My support of same-sex marriage and why I’m no longer a pastor
This past week I voluntarily submitted my pastor credentials because I affirm same-sex marriage. I have spent years studying this matter on my own and in community. I have prayed about it on my own and with others who were also seeking God’s guidance. I made this decision as part of my desire to lead my life based on biblical principles and the living Jesus Christ I follow. I won’t go into the reasons why I affirm same-sex marriage in this post. I’ll save that for future posts—coming soon enough.
I sensed the call to ministry since my teenage years, so when, after thirty years, I became a credentialed pastor in 2008 it was a great day for me. I loved being a pastor. I feel confident in my calling. When I was ordained in 2012 it was a day of joy and celebration I’ll always treasure.
As much as I loved being a pastor, and wish I could officially remain one, especially given that my son recently became engaged and I looked forward to officiating at his wedding, the time came for me to submit my credentials because my position conflicts with my denomination’s interpretation. This was an extremely difficult decision, one I would’ve preferred not having to make. However, for reasons of integrity, my own and my denomination’s credentialing process, it was the right decision.
I respect my denomination’s approach to its interpretation on same-sex marriage and the way they respond with love and respect towards the LGBT community. I wish all churches who believe same-sex marriage is not biblical held that position in the same loving and caring way it’s striving to.
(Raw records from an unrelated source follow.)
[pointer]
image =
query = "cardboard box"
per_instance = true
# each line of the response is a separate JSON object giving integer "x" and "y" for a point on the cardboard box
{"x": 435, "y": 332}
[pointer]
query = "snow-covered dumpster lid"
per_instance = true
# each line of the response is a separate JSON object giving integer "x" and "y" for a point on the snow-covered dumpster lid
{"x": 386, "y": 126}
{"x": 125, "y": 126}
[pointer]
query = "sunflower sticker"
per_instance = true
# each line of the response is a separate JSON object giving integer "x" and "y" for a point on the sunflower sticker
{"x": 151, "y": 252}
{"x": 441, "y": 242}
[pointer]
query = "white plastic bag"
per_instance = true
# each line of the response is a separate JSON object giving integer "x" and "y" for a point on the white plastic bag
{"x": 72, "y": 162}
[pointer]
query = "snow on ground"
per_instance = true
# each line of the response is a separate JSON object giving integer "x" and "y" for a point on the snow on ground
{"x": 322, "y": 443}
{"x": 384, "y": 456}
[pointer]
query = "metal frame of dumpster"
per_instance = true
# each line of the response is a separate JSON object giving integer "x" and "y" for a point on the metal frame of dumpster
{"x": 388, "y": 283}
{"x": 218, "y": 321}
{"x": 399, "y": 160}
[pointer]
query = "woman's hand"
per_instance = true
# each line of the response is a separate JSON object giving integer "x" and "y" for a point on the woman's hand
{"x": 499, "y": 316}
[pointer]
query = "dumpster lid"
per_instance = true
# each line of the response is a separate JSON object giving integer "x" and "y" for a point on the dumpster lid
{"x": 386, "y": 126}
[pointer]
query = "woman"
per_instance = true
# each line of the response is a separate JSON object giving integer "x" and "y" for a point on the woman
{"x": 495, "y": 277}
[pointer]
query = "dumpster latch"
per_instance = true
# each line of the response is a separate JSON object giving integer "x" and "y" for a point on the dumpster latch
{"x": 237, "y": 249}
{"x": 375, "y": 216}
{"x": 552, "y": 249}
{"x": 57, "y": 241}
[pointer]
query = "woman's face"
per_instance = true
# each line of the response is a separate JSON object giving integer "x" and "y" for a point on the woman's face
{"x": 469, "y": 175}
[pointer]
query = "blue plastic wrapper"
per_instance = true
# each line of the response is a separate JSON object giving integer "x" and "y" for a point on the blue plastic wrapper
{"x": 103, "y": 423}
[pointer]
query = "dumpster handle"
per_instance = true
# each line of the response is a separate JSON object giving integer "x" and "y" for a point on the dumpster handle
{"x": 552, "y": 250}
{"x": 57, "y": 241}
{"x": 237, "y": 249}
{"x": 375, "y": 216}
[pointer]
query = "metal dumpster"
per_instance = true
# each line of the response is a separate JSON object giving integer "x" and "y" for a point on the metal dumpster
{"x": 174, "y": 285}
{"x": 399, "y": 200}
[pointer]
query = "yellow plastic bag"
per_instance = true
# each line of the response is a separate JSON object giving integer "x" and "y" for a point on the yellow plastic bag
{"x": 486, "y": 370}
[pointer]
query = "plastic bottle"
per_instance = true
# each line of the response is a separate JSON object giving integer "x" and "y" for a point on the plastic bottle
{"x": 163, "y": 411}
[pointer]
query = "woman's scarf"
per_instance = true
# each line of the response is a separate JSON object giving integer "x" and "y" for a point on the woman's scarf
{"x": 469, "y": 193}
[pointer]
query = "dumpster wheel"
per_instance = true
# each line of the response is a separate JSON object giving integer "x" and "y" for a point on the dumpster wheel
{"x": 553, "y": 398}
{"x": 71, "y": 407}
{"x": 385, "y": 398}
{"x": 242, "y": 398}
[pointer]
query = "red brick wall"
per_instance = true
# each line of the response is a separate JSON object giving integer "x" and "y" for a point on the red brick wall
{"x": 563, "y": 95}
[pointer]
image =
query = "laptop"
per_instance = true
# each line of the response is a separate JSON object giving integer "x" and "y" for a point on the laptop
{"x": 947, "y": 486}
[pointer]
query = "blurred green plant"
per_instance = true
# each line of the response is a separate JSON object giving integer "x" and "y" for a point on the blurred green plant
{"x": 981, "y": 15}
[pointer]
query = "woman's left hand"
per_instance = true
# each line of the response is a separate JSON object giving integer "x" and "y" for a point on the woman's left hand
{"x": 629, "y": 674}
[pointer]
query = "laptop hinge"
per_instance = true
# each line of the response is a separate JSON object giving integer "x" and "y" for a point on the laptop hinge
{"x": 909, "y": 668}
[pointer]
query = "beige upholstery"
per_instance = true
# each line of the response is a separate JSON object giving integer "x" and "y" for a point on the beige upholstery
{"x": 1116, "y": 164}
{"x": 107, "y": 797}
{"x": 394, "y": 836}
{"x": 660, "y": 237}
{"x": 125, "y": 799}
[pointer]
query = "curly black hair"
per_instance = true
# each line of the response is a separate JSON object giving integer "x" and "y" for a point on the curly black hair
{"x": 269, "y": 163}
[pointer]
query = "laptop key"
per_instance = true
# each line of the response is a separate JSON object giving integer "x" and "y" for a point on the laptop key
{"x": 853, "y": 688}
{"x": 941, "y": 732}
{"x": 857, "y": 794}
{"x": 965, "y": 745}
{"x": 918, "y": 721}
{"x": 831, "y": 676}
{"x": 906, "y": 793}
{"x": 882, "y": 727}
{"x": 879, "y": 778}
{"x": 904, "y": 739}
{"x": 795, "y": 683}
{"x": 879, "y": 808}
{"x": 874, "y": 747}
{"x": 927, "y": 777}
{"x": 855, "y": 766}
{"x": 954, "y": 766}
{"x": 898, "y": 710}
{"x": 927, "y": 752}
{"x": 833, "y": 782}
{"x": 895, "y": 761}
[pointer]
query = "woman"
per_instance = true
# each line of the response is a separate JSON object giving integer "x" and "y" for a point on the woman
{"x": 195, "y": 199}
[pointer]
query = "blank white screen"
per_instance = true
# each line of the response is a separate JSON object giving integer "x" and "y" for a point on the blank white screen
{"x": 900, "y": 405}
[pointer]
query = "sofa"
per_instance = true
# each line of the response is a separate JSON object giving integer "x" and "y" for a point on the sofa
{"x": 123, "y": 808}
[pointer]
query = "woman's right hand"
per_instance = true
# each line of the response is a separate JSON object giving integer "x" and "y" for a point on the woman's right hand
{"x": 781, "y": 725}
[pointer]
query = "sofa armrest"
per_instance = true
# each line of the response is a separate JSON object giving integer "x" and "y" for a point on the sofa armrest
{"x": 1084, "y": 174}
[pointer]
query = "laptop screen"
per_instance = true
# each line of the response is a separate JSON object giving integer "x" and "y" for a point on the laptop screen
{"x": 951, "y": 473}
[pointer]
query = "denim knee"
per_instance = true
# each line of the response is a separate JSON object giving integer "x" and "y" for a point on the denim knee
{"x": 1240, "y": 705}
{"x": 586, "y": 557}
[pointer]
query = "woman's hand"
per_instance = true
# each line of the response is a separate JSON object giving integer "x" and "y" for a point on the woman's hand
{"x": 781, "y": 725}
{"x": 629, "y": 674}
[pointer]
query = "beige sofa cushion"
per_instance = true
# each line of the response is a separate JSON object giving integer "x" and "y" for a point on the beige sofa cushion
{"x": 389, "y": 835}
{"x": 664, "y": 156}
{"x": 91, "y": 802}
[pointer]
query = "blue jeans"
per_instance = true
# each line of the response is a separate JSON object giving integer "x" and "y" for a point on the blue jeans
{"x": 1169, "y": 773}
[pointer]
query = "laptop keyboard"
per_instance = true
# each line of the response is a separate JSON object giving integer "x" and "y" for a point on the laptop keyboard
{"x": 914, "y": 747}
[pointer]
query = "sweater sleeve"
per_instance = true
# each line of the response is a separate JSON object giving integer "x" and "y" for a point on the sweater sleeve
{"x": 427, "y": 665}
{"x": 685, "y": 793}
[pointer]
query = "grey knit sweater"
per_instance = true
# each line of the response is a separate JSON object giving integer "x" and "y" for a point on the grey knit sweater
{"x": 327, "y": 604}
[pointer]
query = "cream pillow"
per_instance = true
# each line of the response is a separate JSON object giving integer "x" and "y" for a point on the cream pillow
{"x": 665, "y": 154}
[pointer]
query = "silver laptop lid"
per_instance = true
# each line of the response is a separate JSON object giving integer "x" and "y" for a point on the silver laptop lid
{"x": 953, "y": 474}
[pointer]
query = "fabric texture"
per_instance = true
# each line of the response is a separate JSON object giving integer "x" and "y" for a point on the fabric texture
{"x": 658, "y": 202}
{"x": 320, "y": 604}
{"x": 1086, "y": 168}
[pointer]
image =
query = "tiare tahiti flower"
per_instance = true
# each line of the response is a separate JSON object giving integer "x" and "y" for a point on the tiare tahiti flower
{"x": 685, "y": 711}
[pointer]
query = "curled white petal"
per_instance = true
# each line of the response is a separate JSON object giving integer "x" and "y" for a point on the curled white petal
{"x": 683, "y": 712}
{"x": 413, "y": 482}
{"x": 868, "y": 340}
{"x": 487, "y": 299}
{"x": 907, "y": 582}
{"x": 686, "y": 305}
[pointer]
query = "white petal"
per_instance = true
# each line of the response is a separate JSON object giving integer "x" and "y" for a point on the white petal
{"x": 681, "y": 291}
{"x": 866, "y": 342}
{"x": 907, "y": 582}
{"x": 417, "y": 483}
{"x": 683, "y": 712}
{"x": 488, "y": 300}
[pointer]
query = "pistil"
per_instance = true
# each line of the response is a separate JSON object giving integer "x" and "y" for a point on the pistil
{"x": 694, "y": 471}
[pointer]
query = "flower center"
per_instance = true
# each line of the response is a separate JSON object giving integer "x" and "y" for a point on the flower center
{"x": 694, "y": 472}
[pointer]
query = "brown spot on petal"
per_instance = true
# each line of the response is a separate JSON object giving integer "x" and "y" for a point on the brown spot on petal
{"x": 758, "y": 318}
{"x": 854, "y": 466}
I pray that one day my denomination will enter into a time of discernment about their understanding of same-sex marriage and that I can once again be a credentialed pastor. In the meantime, I will continue to be an active participant in my church’s life. I love my denomination’s commitment to Jesus and their desire to extend his message of love and peace around the world.
I recognize that same sex-marriage is a sensitive and polarizing issue. I wish to extend grace to all those that are still processing it and to those who land at a different place on this than I do. I pray that all of us who follow Jesus can extend grace to all as we move forward living out Jesus’ message of love and peace.